The report also raises concerns that departments continue to lack “comprehensive and reliable information on the skills their workforce possess and their needs”.

In 2013 the spending watchdog reported that departments did not have accurate information on their workforce’s professional qualifications or experience. In response, the Cabinet Office introduced departmental skills audits. However, the report concludes that departments still lack the right systems to monitor their workforce properly.

Changing demographic

The watchdog also highlighted that since 2010 the demographic of the civil service has changed.

The reports notes that as a result of a Cabinet Office restriction on external recruitment, the number of new level entrants has significantly decreased. As a result, the number of 20 – to 29-year-olds employed has decreased by 5% since 2010, while the number of 50 – to 59-year-olds has increased by 5%.

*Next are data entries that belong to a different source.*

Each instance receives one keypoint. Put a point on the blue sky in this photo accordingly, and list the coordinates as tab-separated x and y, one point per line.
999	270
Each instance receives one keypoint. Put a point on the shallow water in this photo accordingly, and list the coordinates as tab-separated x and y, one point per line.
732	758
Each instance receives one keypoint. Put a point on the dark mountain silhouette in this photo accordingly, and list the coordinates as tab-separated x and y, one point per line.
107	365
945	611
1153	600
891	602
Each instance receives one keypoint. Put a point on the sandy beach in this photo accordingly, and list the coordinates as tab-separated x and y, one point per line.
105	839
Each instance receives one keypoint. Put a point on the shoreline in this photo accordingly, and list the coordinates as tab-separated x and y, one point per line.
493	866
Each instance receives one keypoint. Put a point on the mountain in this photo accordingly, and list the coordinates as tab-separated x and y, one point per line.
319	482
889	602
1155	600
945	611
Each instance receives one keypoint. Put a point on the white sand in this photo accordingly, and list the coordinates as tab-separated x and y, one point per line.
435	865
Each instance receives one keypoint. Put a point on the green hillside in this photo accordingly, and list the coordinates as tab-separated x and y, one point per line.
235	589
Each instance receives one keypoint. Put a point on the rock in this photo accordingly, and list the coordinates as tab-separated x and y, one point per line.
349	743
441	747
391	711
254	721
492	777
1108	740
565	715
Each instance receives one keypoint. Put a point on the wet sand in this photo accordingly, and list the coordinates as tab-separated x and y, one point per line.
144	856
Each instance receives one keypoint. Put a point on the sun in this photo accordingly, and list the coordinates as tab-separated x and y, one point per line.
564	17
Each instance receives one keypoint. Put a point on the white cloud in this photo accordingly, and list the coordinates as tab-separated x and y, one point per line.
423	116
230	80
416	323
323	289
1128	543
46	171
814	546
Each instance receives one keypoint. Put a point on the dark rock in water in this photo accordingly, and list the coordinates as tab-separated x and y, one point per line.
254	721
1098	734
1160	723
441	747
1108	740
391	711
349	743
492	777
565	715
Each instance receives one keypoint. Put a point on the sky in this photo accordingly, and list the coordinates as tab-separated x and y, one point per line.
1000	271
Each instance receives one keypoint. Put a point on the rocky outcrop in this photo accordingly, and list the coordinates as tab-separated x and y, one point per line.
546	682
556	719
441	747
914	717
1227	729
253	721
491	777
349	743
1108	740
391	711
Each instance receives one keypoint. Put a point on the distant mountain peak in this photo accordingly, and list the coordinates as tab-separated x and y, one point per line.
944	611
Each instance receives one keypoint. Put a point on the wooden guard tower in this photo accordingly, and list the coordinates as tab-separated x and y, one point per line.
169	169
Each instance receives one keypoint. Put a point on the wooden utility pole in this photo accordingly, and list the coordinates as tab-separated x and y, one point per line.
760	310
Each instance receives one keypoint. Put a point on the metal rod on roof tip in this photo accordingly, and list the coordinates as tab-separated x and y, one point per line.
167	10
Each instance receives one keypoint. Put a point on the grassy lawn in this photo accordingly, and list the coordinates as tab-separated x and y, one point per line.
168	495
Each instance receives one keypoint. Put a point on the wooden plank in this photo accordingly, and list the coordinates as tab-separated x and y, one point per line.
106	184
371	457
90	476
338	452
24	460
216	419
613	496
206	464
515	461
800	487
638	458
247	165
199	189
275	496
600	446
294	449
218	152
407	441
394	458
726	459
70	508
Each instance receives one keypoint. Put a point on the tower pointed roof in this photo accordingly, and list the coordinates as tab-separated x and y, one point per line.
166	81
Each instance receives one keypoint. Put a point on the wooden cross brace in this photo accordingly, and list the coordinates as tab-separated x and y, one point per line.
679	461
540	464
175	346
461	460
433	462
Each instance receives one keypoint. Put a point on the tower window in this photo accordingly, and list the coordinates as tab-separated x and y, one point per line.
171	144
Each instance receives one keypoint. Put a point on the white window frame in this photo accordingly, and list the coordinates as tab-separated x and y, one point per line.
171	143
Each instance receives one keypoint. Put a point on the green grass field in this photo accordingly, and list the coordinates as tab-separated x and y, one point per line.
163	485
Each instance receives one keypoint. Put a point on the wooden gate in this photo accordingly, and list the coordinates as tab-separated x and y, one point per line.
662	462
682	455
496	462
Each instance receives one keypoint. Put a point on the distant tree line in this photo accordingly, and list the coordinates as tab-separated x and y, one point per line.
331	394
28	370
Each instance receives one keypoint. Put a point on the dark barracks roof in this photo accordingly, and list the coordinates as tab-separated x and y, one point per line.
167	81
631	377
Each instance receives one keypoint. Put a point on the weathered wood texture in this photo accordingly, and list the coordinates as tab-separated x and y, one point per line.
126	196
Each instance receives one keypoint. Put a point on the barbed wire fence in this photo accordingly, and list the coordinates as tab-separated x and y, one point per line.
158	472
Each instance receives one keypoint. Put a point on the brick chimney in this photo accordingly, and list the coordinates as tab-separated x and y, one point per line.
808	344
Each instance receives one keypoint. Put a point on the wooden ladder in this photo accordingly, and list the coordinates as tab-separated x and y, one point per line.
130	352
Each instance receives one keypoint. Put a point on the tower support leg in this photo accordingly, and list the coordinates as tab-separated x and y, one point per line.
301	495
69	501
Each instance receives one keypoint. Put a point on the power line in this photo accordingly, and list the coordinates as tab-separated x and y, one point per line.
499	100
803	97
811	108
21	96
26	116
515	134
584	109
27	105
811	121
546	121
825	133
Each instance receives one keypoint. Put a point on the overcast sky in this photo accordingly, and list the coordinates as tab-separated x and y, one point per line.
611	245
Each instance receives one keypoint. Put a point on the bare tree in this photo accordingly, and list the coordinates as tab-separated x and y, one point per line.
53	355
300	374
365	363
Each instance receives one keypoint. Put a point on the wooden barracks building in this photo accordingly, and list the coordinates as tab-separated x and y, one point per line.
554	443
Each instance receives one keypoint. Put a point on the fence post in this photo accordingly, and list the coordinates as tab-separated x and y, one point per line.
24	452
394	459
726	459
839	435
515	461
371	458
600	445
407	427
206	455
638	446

The NAO said: "We consider it fair to assume that low levels of recruitment and the creation of a generational gap potentially heightens the risk that the civil service will not have the talent and skills needed for future challenges.”

Mark Serwotka, general secretary of the Public and Commercial Services Union, said the report showed that both the Treasury and Cabinet Office "lack a clear view" of how civil service departments are planning for the future.

"Ministers must not continue to ignore the need to properly consider the impact of their cuts, and they must negotiate with us about the resources required to provide quality public services," he said.

A Cabinet Office spokesperson said they had noted the comments made by the NAO and would review their recommendations.

“The civil service is the smallest it’s ever been since the Second World War, saving taxpayers £2.4bn last year, while continuing to deliver leading public services," the spokesperson said.

“We are working to ensure that the civil service is more skilled and diverse, and have made strong progress in building strong commercial, digital and project delivery skills. We will continue to focus on these areas.”